Masters of Health Magazine August 2025 | Page 78

Despite this promising potential, Elevidys has faced significant challenges. In March 2025, a teenager died from acute liver failure following treatment with Elevidys. A second fatality occurred in June, 2025, involving another non-ambulatory patient who suffered fatal liver complications. Both incidents have raised serious safety concerns, particularly regarding the risk of acute liver injury from the gene therapy.

In response to these events, Sarepta Therapeutics has paused shipments of Elevidys to non-ambulatory patients and halted clinical trials. The company is collaborating with the FDA to implement enhanced safety protocols, including the potential use of immunosuppressants to mitigate immune responses. Additionally, Sarepta has withdrawn its 2025 revenue projections, which had previously claimed over $2 billion in sales, reflecting the uncertainty surrounding Elevidys’ future in the market.

I find it not only troubling, but immoral that the immediate response to fatal outcomes from Elevidys was not full withdrawal of the therapy, but rather a proposal to administer additional immunosuppressive drugs to manage its life-threatening side effects.

This approach puts already vulnerable children at further risk and prioritizes the rescue and reputation of an experimental pharmaceutical genetically engineered product over safeguarding patient lives.

When a treatment results in acute liver failure and death in multiple children, the only ethical and scientific action is to halt its use entirely until the mechanisms of harm are fully understood; not to layer on more drugs in an attempt to control a known toxicity.

These developments have not only impacted Sarepta’s financial standing, but have also have generated debates within the biotechnology industry and regulatory agencies. The FDA’s decision to grant accelerated approval for Elevidys, despite concerns over its efficacy and safety, has been a point of contention, especially following the Phase 3 trial’s failure to meet their own goals. The recent leadership changes at the FDA have further complicated the regulatory landscape for gene therapies.

As of now, shockingly, Elevidys remains approved for certain patient populations, but its availability and future use are under review. The ongoing investigations and safety assessments will determine whether the therapy can continue to be offered to patients with Duchenne muscular dystrophy.
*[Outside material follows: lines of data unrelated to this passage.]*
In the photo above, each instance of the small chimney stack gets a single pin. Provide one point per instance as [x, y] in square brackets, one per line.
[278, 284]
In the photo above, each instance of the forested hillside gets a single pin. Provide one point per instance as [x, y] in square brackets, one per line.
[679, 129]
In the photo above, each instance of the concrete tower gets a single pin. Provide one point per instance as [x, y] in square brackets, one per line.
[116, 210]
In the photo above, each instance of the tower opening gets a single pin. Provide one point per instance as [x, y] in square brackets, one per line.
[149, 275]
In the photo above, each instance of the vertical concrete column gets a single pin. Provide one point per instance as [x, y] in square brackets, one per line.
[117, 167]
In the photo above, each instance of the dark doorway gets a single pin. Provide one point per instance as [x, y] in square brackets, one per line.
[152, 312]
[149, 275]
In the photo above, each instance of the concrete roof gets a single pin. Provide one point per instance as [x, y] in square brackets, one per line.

The tragic saga of Elevidys is an indictment of the reckless rush to embrace genetic engineering as the next frontier of medicine. Far from being the miracle it’s marketed to be, this technology is neither precise nor predictable. It is a high-stakes gamble with human lives.

The deaths of children from liver failure after receiving this so-called therapy should have sent shockwaves through the medical establishment. Instead, we see attempts to cover the damage with more drugs and revised protocols, rather than confronting the root problem: an unproven, unstable technology that is being deployed with a lack of understanding, oversight, or accountability.

Whether it is used in agriculture, vaccines, or medical interventions, genetic engineering is forging ahead without the base knowledge or ethical framework to justify its use, especially in our most vulnerable populations. The lack of any regulation and the blind faith in innovation over safety is not science; it’s exploitation masquerading as progress.